If you omit `--input_file`, the script exits with `SKILL_MISSING_INPUT`.

## Outputs

Expected output:

```text
<output_dir>/
├── km-plot.pdf
└── session_info.txt
```

## Interpretation Guide

- Use the survival figure to inspect separation between groups over time.
- Use the p-value annotation, confidence interval, and risk table in the figure to interpret group separation.

## Time Conversion Caution

- Automatic conversion is a convenience heuristic, not a unit detector.
- The script only checks whether `max(time) > 365`; it does not infer the true source unit from metadata.
- If the input time column is already expressed in years or months, run with `--auto_convert_days false`.
- Review the console log for the conversion warning whenever `time_unit` is `year` or `month`.

## Reproducibility Note

- Repeated runs on identical input should be analytically consistent.
- The exported `km-plot.pdf` may not be byte-identical across repeated runs because PDF metadata and graphics-device output can vary.
- If you need byte-stable artifacts, add a deterministic PDF post-processing step outside this skill.

## Do Not Use This Skill When

- You need this tool to derive a cutoff or split a continuous score into risk groups.
- You need multivariable Cox regression, covariate adjustment, or hazard-ratio modeling beyond the p-value route already exposed here.
- You need a broader survival-analysis workflow with upstream feature engineering, biomarker selection, or data harmonization.
- You need multiple plots, report generation, or downstream interpretation beyond producing one Kaplan-Meier figure and session metadata.

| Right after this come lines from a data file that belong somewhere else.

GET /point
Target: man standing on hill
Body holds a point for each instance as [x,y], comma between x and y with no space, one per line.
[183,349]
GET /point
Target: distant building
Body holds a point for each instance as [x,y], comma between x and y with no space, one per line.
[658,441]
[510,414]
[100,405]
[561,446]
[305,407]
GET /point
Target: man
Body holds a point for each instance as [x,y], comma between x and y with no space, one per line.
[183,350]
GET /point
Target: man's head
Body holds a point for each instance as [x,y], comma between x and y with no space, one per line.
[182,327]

## Read These Files When Needed

| Need | File |
|------|------|
| Kaplan-Meier method details and interpretation | `references/algorithm.md` |
| More CLI examples | `references/cli-guide.md` |
| Error diagnosis | `references/troubleshooting.md` |
| Main execution entry point | `scripts/main.R` |
| Sample test data | `tests/data/km_sample1.txt`, `tests/data/km_sample2.txt`, `tests/data/km_sample3.txt` |

## Quick Examples

Basic Kaplan-Meier analysis:

```bash
Rscript scripts/main.R \
  --input_file tests/data/km_sample1.txt \
  --output_dir tests/output_basic
```

Custom column names:

```bash
Rscript scripts/main.R \
  --input_file tests/data/km_sample1.txt \
  --time_col futime \
  --status_col fustat \
  --risk_col risk_group \
  --output_dir tests/output_custom_columns
```

Custom plot title:

```bash
Rscript scripts/main.R \
  --input_file tests/data/km_sample2.txt \
  --title_main "Study KM Curve" \
  --output_dir tests/output_title
```

Hide confidence interval and risk table:

```bash
Rscript scripts/main.R \
  --input_file tests/data/km_sample3.txt \
  --confidence_show false \
  --risk_table_show false \
  --output_dir tests/output_simple
```

## Validation

```bash
Rscript scripts/main.R --help
```

```bash
Rscript scripts/main.R \
  --input_file tests/data/km_sample1.txt \
  --output_dir tests/validation_output
```

After running analysis, verify that `tests/validation_output/km-plot.pdf` exists.

## Common Errors

- `SKILL_FILE_NOT_FOUND`: Input file path is wrong or inaccessible.
- `SKILL_MISSING_COLUMNS`: A requested time, status, or risk group column is missing.
- `SKILL_INVALID_DATA`: Input data is malformed or unsuitable for survival analysis.
- `SKILL_INVALID_DATA`: A continuous or near-unique risk column was supplied where a categorical group column is required.
- `SKILL_INVALID_PARAMETER`: An argument value is invalid.
- `SKILL_INVALID_PARAMETER`: Plotting options such as `--line_type` or `--line_colors` are incompatible with the retained groups.
- `SKILL_INSUFFICIENT_DATA`: Too few complete observations remain after filtering.
- `SKILL_DEPENDENCY_MISSING`: A required R package such as `optparse` or `survival` is unavailable.

If the issue is not obvious, read `references/troubleshooting.md`.